Gli interpreti degli interpreti
Type
Change log
Authors
Abstract
The two authors are the organizers of the annual Socratic Symposium, which has been held in Florence since 2006. The ‘Socratic Symposium’ addresses each year a selected Dialogue of Plato; so far the they discussed the Ion, the Statesman, Timaeus, the Sophist, and the Symposium, by social scientists (sociologists, anthropologists, political scientists, and philosophers) from UK, Ireland, Germany, Italy, Belgium, the US and Canada. The organisation of the Simposia was motivated by their belief in the special relevance of Plato’s ideas for the contemporary, suggested by a range of social scientists and philosophers like Gadamer, Ricoeur, Voegelin, Patocka, and – through his last few years of Collège de France lectures – Michel Foucault. This book on Plato's Ion would form a valuable contribution to other scholarly works, motivated by the perception that politics in the modern world is not simply based on the rational pursuit of objective interests, but that rather – just as in all human societies – it is deeply penetrated by mimetic concerns and forces, visible for instance in the inextricably connected phenomena of political revolutions, totalitarian systems, and media power (see, for example, the role of political marketing and propaganda).
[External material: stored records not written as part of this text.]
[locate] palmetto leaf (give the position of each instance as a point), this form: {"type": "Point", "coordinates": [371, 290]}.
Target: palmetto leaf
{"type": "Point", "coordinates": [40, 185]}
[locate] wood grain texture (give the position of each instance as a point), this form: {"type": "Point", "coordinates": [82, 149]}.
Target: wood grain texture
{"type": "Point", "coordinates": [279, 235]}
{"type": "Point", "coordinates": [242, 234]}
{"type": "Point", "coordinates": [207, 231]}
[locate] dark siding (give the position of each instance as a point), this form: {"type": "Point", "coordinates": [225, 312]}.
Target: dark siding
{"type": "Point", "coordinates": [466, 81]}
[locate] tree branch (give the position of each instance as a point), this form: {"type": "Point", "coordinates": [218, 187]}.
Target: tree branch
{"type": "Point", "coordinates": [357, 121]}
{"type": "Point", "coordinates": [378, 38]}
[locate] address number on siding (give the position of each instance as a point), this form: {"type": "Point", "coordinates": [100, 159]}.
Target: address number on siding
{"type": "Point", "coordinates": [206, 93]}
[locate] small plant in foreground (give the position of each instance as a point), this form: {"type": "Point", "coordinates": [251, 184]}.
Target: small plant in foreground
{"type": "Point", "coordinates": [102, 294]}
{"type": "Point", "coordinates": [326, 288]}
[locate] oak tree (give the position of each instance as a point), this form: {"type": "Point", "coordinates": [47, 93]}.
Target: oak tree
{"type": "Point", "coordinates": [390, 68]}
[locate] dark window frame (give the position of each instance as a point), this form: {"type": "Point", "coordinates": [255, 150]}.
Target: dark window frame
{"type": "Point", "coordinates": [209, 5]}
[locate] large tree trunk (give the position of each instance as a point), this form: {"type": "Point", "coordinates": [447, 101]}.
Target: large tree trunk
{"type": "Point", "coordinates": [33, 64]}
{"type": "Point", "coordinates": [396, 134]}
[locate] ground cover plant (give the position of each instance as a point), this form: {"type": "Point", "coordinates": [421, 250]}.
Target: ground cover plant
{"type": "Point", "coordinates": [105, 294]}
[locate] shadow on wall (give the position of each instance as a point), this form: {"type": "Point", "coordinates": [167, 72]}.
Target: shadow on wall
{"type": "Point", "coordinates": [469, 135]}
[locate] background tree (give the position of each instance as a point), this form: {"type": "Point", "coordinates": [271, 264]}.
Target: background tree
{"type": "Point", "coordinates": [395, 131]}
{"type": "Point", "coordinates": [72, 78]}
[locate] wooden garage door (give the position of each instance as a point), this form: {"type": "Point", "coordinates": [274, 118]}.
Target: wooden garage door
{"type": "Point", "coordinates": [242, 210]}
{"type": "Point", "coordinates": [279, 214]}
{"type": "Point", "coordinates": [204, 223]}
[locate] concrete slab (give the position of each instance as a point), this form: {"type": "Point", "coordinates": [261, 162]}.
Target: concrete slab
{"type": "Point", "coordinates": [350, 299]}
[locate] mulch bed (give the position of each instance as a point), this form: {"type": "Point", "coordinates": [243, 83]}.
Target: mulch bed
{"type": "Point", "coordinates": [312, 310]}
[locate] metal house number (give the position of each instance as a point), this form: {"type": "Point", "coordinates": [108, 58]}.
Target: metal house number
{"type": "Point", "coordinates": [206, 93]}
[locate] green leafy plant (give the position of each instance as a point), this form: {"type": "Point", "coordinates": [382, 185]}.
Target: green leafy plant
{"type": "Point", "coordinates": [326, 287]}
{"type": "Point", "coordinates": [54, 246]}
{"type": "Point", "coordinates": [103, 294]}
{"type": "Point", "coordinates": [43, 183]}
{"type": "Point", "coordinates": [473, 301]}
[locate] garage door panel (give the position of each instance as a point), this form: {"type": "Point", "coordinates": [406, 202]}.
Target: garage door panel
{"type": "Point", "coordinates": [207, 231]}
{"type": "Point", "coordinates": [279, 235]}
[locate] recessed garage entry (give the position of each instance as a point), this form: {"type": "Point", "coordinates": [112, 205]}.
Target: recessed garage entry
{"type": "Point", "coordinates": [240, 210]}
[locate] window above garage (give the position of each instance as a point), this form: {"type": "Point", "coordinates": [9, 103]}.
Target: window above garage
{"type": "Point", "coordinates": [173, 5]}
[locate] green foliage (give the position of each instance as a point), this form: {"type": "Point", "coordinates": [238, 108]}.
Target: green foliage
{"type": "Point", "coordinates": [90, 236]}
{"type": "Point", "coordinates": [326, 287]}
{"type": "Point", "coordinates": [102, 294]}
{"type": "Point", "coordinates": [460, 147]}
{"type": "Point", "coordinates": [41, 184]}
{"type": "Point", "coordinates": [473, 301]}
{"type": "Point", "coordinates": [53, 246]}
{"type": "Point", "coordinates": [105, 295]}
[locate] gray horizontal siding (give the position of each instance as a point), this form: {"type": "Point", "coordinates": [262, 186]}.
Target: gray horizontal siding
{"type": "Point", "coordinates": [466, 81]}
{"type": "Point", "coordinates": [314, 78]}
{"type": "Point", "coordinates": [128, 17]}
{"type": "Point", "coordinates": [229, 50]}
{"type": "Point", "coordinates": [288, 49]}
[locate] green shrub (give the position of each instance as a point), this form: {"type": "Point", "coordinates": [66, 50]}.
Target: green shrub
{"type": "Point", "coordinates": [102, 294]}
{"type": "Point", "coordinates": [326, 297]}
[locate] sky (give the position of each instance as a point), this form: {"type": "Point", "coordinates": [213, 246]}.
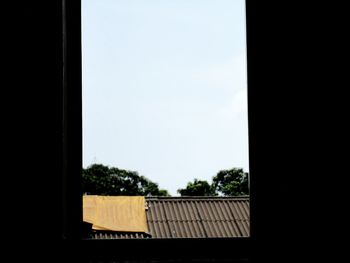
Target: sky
{"type": "Point", "coordinates": [165, 88]}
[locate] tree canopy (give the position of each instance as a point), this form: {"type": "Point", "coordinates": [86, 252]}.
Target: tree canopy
{"type": "Point", "coordinates": [232, 182]}
{"type": "Point", "coordinates": [98, 179]}
{"type": "Point", "coordinates": [197, 188]}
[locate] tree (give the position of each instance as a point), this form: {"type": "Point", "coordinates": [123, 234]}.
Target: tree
{"type": "Point", "coordinates": [197, 188]}
{"type": "Point", "coordinates": [231, 182]}
{"type": "Point", "coordinates": [99, 179]}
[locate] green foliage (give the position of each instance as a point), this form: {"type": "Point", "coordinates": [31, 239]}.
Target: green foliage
{"type": "Point", "coordinates": [197, 188]}
{"type": "Point", "coordinates": [231, 182]}
{"type": "Point", "coordinates": [99, 179]}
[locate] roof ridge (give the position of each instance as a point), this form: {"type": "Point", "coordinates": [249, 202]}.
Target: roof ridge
{"type": "Point", "coordinates": [195, 197]}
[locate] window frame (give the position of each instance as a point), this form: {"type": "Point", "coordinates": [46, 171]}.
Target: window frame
{"type": "Point", "coordinates": [72, 226]}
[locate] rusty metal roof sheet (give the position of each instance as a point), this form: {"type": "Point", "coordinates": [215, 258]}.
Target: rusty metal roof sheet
{"type": "Point", "coordinates": [192, 217]}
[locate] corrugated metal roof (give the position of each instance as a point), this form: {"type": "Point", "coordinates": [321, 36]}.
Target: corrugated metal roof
{"type": "Point", "coordinates": [192, 217]}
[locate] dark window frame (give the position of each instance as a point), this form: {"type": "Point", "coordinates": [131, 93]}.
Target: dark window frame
{"type": "Point", "coordinates": [138, 249]}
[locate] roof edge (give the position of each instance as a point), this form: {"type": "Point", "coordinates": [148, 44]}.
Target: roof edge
{"type": "Point", "coordinates": [165, 198]}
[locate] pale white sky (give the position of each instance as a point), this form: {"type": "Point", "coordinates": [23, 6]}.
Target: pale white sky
{"type": "Point", "coordinates": [165, 87]}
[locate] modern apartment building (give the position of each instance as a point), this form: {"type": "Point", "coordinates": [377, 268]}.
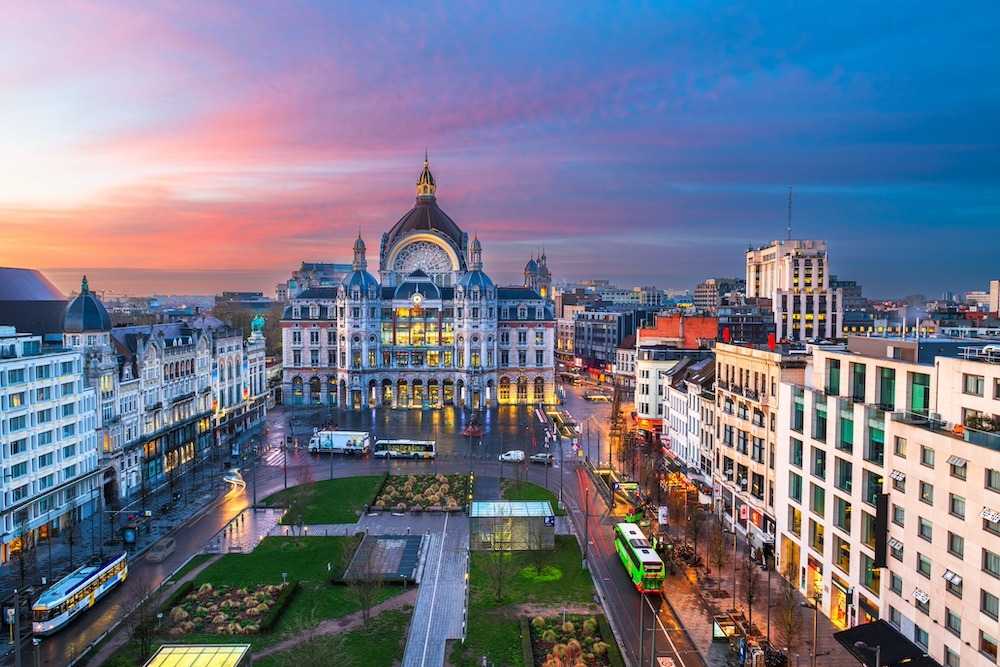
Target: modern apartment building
{"type": "Point", "coordinates": [48, 441]}
{"type": "Point", "coordinates": [890, 464]}
{"type": "Point", "coordinates": [746, 418]}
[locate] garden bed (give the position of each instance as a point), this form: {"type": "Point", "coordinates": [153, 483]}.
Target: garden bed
{"type": "Point", "coordinates": [569, 640]}
{"type": "Point", "coordinates": [223, 610]}
{"type": "Point", "coordinates": [416, 493]}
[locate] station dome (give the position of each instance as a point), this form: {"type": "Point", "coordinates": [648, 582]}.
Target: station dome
{"type": "Point", "coordinates": [86, 313]}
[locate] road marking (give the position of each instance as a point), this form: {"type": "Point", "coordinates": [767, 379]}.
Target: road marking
{"type": "Point", "coordinates": [437, 581]}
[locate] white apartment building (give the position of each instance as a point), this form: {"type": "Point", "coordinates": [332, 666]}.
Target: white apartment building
{"type": "Point", "coordinates": [746, 417]}
{"type": "Point", "coordinates": [795, 275]}
{"type": "Point", "coordinates": [48, 441]}
{"type": "Point", "coordinates": [892, 480]}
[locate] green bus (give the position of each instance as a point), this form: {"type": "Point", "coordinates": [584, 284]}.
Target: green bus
{"type": "Point", "coordinates": [641, 561]}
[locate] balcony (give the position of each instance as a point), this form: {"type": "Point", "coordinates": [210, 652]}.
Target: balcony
{"type": "Point", "coordinates": [970, 434]}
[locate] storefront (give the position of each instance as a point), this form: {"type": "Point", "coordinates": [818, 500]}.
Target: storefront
{"type": "Point", "coordinates": [840, 605]}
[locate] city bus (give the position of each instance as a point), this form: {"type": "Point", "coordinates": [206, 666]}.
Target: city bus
{"type": "Point", "coordinates": [76, 593]}
{"type": "Point", "coordinates": [641, 561]}
{"type": "Point", "coordinates": [405, 449]}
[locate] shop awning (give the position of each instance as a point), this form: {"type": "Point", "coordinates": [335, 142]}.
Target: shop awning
{"type": "Point", "coordinates": [895, 648]}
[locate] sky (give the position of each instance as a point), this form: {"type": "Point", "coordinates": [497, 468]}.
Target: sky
{"type": "Point", "coordinates": [196, 147]}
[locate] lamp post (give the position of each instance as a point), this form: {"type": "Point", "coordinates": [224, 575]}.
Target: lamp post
{"type": "Point", "coordinates": [817, 600]}
{"type": "Point", "coordinates": [877, 649]}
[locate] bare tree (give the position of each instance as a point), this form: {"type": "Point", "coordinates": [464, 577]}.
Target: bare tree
{"type": "Point", "coordinates": [301, 496]}
{"type": "Point", "coordinates": [22, 554]}
{"type": "Point", "coordinates": [677, 502]}
{"type": "Point", "coordinates": [696, 526]}
{"type": "Point", "coordinates": [789, 613]}
{"type": "Point", "coordinates": [365, 576]}
{"type": "Point", "coordinates": [498, 561]}
{"type": "Point", "coordinates": [718, 551]}
{"type": "Point", "coordinates": [140, 624]}
{"type": "Point", "coordinates": [750, 585]}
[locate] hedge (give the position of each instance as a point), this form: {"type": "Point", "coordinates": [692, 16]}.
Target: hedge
{"type": "Point", "coordinates": [614, 653]}
{"type": "Point", "coordinates": [179, 594]}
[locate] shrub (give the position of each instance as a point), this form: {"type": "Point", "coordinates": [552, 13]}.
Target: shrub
{"type": "Point", "coordinates": [178, 595]}
{"type": "Point", "coordinates": [286, 597]}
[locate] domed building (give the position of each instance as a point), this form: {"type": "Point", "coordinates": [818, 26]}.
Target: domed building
{"type": "Point", "coordinates": [433, 330]}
The study of such mimetic and emotional aspects to modern democratic politics requires the incorporation of broad, anthropologically based terms and perspectives that move beyond the narrow, rationalistic foundations of political analysis that can be traced back to Kant. This book on Plato's Ion will therefore be situated at the intersection point of social and cultural anthropology, comparative politics, and classical philosophical anthropology.